The state-owned Government Savings Bank (GSB) enjoyed loan growth that surpassed goals by a triple-digit percentage in the first 10 months of the year, says first senior executive vice-president Tachaphol Kanjanakul.
A big pink moneybox, a symbol of the Government Savings Bank stands in front of the bank's headquarters on Phaholyothin Road. CHANAT KATANYU
New lending in the year through October surged by 129 billion baht over year-earlier levels and exceeded the bank's target by 75 billion or 172%.
The state-owned bank's strong showing contrasts with nearly all of its commercial lending peers, which saw loan growth of less than 5%.
Commercial banks were reluctant to lend during the politically turbulent first half for fear of incurring bad loans.
The GSB's booming loan growth may owe to stepped-up lending for government projects.

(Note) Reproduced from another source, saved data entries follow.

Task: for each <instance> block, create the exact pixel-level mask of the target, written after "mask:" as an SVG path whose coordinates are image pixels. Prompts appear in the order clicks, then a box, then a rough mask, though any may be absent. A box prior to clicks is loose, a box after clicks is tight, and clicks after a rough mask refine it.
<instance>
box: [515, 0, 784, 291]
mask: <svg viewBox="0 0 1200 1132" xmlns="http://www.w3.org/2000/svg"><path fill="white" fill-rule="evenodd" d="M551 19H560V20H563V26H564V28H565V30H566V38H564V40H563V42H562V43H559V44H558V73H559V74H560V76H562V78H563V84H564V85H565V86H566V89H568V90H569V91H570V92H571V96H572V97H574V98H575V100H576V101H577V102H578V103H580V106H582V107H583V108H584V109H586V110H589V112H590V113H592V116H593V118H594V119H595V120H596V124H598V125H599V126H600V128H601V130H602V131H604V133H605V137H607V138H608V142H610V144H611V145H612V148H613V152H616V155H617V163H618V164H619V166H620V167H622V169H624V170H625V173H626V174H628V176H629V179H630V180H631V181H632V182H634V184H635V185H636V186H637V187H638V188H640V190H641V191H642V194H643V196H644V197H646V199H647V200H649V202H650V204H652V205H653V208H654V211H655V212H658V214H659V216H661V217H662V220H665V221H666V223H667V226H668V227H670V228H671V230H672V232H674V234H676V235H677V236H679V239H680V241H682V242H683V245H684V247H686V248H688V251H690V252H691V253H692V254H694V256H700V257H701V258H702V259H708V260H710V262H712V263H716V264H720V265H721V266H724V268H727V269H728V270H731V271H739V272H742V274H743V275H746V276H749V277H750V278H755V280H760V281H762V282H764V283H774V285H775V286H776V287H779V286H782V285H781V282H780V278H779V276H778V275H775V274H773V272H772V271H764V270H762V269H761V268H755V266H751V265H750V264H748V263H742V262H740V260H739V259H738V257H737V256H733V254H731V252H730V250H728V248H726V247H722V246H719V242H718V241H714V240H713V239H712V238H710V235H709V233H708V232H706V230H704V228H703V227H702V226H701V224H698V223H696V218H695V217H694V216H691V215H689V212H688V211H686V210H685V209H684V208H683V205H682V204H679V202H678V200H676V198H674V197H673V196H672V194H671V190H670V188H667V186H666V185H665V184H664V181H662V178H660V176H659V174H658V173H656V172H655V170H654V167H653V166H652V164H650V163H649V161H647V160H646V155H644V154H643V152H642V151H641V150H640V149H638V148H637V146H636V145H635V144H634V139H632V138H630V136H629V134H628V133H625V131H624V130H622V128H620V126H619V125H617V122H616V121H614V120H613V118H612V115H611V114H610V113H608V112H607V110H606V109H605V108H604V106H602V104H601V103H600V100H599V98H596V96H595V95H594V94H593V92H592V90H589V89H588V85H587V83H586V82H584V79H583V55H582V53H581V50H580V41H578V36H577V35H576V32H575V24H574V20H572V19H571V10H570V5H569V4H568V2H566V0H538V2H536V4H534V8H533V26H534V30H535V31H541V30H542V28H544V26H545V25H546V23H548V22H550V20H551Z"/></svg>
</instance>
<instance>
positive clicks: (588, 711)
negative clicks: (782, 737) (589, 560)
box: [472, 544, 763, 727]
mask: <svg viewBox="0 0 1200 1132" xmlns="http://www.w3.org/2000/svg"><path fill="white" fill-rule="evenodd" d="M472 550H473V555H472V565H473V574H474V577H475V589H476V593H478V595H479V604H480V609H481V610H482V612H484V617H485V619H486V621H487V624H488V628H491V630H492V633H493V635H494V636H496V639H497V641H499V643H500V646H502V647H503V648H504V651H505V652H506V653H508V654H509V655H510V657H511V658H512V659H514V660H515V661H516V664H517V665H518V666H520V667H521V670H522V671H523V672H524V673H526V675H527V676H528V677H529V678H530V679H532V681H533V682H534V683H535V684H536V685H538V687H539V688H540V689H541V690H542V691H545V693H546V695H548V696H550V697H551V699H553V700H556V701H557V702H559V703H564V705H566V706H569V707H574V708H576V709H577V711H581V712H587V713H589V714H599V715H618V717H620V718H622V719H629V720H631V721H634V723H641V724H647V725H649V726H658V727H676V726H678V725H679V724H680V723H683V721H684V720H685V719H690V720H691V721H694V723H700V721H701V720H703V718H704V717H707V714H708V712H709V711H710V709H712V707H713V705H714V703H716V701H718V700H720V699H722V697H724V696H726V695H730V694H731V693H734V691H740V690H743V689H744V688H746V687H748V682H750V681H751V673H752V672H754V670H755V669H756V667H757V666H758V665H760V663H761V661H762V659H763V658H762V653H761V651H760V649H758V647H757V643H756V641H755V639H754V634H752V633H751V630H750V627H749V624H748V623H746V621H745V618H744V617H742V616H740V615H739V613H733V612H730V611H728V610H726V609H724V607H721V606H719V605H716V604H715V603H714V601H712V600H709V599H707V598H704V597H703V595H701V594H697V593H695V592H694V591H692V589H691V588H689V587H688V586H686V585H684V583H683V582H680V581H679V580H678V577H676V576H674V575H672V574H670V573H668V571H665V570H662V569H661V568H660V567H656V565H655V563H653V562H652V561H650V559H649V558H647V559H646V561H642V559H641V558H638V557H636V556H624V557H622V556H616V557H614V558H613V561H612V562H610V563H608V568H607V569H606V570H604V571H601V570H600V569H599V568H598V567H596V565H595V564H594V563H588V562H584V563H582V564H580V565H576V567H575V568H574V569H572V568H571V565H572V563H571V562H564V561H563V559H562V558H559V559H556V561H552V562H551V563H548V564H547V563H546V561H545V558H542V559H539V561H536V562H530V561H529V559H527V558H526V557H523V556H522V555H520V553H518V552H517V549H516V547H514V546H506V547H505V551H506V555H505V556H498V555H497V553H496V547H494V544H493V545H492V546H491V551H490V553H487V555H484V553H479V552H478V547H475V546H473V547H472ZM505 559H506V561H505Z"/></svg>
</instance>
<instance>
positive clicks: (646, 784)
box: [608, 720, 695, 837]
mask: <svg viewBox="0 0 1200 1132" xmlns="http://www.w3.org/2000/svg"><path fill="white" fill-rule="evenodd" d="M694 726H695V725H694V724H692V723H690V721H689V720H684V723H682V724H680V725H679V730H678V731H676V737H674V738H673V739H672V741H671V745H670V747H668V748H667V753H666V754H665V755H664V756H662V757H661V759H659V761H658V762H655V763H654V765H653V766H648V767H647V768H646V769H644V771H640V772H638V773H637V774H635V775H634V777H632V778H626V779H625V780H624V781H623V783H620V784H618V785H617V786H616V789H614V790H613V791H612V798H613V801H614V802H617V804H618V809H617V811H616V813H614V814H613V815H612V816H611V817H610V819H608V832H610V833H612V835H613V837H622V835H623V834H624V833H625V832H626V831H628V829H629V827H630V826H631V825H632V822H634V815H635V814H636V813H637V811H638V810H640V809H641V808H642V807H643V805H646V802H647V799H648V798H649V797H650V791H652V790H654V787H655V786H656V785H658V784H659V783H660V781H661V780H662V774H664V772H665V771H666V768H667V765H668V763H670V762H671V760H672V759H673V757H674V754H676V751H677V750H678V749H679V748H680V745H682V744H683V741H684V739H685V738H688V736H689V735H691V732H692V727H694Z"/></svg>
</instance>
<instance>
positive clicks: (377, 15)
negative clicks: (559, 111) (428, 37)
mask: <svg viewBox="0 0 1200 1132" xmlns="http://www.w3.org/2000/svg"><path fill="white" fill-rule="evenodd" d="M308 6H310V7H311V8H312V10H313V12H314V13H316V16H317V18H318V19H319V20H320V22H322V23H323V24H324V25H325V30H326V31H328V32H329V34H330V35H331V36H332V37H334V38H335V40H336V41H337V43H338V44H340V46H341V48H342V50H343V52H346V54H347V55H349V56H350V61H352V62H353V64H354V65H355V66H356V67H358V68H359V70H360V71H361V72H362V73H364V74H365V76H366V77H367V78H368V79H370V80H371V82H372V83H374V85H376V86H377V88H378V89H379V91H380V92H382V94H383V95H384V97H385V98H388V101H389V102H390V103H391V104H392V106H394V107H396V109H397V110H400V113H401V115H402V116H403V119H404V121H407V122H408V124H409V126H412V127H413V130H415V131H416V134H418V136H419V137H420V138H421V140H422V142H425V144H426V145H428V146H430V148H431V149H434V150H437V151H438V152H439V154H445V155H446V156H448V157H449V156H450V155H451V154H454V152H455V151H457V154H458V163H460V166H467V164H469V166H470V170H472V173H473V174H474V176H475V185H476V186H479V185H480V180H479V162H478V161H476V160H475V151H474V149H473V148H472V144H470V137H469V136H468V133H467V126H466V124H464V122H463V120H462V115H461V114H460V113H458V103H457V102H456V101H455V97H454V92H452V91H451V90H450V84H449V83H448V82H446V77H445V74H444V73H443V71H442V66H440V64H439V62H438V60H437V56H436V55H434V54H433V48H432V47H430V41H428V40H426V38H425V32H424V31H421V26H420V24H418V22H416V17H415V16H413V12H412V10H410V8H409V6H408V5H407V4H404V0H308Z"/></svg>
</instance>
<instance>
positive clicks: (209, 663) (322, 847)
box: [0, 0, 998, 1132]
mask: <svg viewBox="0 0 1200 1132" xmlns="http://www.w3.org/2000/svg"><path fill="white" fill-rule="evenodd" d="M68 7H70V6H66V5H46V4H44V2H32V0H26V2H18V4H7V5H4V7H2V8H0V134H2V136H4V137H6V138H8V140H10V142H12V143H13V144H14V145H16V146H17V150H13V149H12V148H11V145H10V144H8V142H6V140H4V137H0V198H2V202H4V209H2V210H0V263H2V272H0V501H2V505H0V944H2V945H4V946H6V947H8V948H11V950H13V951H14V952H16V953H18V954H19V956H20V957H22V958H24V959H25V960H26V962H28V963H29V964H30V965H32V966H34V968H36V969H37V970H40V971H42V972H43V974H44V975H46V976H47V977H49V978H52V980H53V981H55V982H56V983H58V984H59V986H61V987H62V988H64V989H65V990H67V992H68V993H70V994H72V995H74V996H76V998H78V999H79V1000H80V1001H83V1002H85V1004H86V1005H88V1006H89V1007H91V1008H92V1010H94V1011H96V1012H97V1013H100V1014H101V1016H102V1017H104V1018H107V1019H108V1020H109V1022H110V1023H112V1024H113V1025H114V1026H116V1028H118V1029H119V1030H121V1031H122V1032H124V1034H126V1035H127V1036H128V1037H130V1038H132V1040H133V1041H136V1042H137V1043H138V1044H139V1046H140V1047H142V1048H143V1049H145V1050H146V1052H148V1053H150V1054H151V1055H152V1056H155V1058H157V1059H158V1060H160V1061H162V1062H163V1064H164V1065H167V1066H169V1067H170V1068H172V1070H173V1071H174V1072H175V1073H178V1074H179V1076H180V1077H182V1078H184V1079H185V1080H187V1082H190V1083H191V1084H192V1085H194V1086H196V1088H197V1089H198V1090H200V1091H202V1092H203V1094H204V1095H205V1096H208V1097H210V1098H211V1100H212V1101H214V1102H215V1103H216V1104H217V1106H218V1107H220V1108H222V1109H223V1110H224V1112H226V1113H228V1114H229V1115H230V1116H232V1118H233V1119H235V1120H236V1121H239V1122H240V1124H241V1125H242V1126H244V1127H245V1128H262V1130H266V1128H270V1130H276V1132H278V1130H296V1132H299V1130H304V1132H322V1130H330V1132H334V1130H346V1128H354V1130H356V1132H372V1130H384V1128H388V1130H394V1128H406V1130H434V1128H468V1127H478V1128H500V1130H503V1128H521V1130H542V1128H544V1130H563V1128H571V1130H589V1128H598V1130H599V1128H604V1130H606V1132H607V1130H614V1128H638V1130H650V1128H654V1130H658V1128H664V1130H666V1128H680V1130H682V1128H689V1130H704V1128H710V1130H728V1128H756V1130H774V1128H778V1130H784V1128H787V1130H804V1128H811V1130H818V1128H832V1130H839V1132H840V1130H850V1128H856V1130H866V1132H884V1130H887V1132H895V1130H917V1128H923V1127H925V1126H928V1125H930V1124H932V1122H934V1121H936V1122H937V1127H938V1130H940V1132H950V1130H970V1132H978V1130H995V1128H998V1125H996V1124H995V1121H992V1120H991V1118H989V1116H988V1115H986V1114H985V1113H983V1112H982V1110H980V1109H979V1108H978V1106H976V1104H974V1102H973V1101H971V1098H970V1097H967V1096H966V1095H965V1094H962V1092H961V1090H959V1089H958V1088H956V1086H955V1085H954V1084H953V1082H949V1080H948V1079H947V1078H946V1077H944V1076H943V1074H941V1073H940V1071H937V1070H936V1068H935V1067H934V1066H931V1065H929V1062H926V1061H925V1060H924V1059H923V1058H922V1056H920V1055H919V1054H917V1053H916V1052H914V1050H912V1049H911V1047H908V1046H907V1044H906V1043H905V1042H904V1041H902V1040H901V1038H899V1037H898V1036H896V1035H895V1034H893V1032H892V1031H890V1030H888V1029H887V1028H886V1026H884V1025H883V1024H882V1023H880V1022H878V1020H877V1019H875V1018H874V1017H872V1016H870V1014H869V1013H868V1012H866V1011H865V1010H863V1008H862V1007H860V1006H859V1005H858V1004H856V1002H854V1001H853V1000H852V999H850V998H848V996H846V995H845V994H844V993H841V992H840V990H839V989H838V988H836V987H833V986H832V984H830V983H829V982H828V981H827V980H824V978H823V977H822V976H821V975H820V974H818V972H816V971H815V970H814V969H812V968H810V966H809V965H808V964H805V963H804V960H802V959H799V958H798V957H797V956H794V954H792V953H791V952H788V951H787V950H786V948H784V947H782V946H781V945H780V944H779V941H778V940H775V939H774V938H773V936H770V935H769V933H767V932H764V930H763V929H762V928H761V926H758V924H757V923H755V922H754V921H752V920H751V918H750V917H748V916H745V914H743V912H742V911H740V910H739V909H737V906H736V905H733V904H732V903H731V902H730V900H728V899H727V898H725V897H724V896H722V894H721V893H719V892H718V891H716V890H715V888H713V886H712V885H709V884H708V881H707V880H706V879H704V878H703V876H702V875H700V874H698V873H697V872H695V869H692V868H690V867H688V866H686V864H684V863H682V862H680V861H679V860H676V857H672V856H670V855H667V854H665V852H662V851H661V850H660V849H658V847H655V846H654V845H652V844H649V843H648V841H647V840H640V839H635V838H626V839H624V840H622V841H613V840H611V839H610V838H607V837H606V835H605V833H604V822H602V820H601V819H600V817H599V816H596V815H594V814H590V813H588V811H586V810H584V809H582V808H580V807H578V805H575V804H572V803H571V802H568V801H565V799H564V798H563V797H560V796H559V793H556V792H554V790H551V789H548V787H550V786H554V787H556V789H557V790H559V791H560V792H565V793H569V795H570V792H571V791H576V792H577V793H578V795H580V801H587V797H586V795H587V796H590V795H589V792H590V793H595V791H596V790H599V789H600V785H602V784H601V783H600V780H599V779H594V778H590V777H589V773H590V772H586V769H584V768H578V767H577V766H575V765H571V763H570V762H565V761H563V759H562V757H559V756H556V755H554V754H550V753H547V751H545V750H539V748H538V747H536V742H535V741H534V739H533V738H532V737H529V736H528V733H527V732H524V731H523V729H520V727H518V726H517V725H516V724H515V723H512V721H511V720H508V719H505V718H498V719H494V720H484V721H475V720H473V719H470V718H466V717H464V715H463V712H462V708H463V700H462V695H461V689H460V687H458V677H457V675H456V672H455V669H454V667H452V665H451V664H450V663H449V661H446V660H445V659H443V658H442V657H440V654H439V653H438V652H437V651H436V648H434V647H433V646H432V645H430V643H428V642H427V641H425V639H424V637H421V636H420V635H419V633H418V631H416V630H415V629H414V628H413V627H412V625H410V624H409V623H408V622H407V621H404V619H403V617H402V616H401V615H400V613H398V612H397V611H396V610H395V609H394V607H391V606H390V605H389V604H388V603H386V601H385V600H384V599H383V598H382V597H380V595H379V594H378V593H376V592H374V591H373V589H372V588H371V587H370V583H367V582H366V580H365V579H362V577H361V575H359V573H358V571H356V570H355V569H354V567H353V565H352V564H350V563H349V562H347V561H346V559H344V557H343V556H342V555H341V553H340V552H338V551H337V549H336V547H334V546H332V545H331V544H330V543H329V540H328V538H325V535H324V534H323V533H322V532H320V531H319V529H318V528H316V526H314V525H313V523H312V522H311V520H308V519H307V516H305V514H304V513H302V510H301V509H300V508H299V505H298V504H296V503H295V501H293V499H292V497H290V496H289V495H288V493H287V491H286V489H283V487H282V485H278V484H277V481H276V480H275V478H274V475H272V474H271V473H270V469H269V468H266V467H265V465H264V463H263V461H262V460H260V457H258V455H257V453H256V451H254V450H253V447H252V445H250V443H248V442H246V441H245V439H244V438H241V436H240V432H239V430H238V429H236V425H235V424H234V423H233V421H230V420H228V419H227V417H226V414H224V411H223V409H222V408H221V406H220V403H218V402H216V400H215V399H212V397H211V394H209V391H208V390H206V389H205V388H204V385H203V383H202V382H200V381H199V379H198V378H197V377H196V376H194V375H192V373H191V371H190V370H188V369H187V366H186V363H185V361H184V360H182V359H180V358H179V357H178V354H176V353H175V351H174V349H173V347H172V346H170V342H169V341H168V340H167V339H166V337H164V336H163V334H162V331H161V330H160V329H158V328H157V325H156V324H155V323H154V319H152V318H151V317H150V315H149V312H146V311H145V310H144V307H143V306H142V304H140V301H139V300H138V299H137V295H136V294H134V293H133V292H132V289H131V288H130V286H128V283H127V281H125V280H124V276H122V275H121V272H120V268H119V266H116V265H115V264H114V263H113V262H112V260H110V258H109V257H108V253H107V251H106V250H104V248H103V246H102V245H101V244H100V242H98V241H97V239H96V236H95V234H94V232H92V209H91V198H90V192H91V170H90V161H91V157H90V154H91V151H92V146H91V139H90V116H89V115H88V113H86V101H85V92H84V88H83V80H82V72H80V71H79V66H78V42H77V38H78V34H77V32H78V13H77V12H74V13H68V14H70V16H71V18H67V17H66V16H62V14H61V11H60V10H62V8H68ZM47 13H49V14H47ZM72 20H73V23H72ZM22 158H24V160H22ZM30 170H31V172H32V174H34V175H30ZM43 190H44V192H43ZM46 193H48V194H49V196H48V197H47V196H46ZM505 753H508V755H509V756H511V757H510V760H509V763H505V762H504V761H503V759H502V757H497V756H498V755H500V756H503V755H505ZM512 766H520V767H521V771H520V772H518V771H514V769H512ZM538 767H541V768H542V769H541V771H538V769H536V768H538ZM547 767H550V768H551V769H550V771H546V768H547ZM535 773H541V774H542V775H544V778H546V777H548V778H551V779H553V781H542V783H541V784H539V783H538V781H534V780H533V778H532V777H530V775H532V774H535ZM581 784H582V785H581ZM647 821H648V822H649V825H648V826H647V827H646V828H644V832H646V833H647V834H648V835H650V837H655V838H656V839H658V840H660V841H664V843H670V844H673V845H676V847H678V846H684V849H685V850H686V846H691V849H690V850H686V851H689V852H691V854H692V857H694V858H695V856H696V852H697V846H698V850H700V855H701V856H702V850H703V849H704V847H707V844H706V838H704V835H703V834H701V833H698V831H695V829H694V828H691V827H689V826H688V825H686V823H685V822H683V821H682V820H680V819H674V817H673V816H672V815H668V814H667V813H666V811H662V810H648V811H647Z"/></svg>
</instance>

But retail loans remain the bank's biggest contributor at 93% of loans outstanding, while corporate loans make up the rest.
The GSB recently lent 75 billion baht to finance the Yingluck Shinawatra government's failed rice-pledging scheme.
A source at the bank who asked to remain nameless said the GSB set a relatively low target for loan growth this year, resulting in the dramatic outperformance.
At the end of October, the GSB's loans outstanding totalled 1.807 trillion baht, up 145 billion baht against the year-earlier period. Deposits surged 168 billion baht on the corresponding period to 1.919 trillion baht.
The bank recorded net interest income of 46.4 billion baht during the first 10 months, up 988 million baht on the year-earlier period.
Non-performing loans (NPLs) accounted for 1.61% of total credit at the end of October.
The GSB expects NPLs to decline to 1.5% by the end of 2014.